The cause is weakness in the wholesale funding markets that supply the non-dollar banks, a scenario that places DNB in a different position from US-based CIT and Citigroup – the other two banks on the panel.

“We’ve seen a real spike in funding costs, which in some cases have shot up to double-digit proportions,” Uhlick said. “The incremental cost has to be passed through [to clients] at some point in the funding cycle. Fortunately, we haven’t had to go to market yet and pay up.”

In the longer term, it is not just pricing that comes into question but the very availability of funding, he said.

“The question is not will the pricing go up, but what will the source of capital be,” he said.

“It’s another shock to sources of capital. Pricing will go up but it will have a broader impact on total liquidity for the space.”

DNB also has seen syndicate partners “pulling out of transactions", Uhlick said. "As you folks know, time kills deals.”

As for new business, Uhlick added that most players are “taking a pause” to consider the impact of the virus outbreak: “Anything not nailed down needs to be reconsidered.”

Citigroup’s global head of shipping, Shreyas Chipalkatty, said his bank has been watching the rush for liquidity as the first stage of reaction to the crisis.

“The initial rush was to get as much liquidity as possible before others joined the queue,” Chipalkatty said.

“We’ve seen this with the airlines, the cruise companies and then the energy companies. It has focused banks’ attention on generating liquidity for their clients.

“It’s extremely important for us that our base of clients feels our impact [on liquidity] around the world.”

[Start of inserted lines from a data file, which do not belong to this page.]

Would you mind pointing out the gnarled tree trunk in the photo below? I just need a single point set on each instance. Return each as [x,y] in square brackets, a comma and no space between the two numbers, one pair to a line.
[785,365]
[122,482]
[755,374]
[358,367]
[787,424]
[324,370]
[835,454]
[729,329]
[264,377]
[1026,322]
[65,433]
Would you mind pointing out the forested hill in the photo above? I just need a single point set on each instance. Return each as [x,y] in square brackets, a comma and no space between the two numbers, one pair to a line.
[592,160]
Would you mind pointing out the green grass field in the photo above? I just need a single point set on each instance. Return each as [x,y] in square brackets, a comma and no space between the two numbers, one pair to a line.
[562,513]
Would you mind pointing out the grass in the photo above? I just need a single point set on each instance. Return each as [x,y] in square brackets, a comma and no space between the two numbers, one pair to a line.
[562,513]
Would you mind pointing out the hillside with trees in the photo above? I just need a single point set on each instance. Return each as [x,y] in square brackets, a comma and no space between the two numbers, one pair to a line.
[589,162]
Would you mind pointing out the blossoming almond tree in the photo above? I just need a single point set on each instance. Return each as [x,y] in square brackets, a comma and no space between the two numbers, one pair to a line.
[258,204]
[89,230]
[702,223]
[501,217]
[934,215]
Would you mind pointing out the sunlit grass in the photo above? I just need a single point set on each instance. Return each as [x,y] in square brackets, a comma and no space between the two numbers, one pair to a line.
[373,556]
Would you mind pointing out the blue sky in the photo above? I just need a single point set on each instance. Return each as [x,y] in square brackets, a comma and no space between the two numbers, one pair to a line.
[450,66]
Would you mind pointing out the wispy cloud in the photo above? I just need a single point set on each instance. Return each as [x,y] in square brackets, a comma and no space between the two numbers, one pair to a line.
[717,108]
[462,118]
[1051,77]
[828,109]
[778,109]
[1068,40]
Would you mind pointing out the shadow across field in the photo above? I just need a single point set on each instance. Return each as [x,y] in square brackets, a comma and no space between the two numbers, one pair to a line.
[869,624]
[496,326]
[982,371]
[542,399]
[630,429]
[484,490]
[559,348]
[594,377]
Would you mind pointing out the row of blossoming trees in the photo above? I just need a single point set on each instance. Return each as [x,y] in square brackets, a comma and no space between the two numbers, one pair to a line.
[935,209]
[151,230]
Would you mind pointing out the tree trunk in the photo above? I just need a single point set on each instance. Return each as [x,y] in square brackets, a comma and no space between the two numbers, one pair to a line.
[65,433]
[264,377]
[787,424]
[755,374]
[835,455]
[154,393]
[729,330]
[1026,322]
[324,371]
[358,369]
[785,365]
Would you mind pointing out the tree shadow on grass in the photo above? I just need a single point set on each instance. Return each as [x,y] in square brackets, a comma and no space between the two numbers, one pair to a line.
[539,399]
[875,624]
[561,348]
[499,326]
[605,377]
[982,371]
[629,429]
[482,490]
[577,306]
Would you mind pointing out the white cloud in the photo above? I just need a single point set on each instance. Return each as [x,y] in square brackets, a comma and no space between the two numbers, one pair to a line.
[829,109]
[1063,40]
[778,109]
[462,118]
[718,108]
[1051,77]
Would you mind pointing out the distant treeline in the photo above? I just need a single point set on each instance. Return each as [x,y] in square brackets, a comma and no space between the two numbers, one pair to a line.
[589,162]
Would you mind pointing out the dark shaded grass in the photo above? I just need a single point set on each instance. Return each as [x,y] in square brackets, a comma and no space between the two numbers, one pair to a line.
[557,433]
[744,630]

Somewhat ominously, Chipalkatty added that he does not see the economic damage from the pandemic as something that merely plays out over the next quarter.

“This will be with us longer than anticipated – maybe a year or a year-and-a-half – we need to prepare for the long haul with this.”

However, four of the five financiers on the panel said they have not yet experienced clients asking for loan waivers at this stage of the crisis.

“I don’t think anyone in traditional shipping has experienced distress just yet,” Chipalkatty said.

Only Bill Guo, executive director for shipping for China’s ICBC Financial Leasing, said his firm has fielded some requests for waivers, “but we haven’t been in deep discussions just yet".

But Guo also referenced talk that the Chinese government may be ready to respond to the crisis with a $20trn stimulus package — roughly 10 times what was spent after the world financial crisis of 2008.

“If China takes those actions, it could save tankers and dry bulk,” he said.